Jamaica – Parents behind crimes
Police find teens committing robberies on orders from home
KINGSTON –– The police say they have made a disturbing discovery in their investigation of an upsurge in robberies taking place on the streets of downtown Kingston. The crimes are being committed by teenagers under the command of their parents.
“We have been carrying out investigations, and what we have found is disturbing,” said one policeman close to the development. “We have found that some parents are sending these youngsters out in the streets to carry out these illegal acts.”
According to the cop, who declined to be named, many of the robberies are being carried out by boys between the ages of 15 and 18 who, when caught, reveal that they are acting on the parents’ orders.
“In the last month we have apprehended more than seven of these youngsters and brought them before the court. But this is a small percentage of the overall robberies that take place,” he told the Jamaica Observer as he explained that many of the teen thieves had escaped being captured by the police.
“Since the start of the year, we have received reports of more than 25 of these robbery cases,” the cop said, adding that many of these youngsters were still in school and had had multiple run-ins with the law.
The teen thieves, he said, made a habit of robbing shoppers and vendors, particularly in the market districts. They also target motor vehicles and steal phones that are left exposed.
“Many of these criminals are known to us, and we are making an appeal for those still out there to stop their illegal activities. We are also warning the parents to stop sending out their children on the streets to carry out these illegal acts,” the policeman said.
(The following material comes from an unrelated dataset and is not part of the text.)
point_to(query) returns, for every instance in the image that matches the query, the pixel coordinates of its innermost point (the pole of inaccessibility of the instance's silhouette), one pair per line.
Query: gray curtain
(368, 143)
He added that when many of these youth carried out their robberies and managed to escape, no alarm was raised, but as soon as they were caught, the parents were the first ones to get to the police station to deny their children were involved in wrongdoing, even when they were caught red-handed.
Yesterday, Detective Inspector Phillip McIntosh, who is in charge of the crime portfolio in the Kingston Western Police Division, said he, too, had information about the robberies. However, the biggest setback the police continued to face was that not enough reports were being made to them.
“We are hearing about these incidents from persons in the street, but persons are not coming forward to make the reports, and this affects our ability to act,” said McIntosh, who encouraged affected persons to file reports.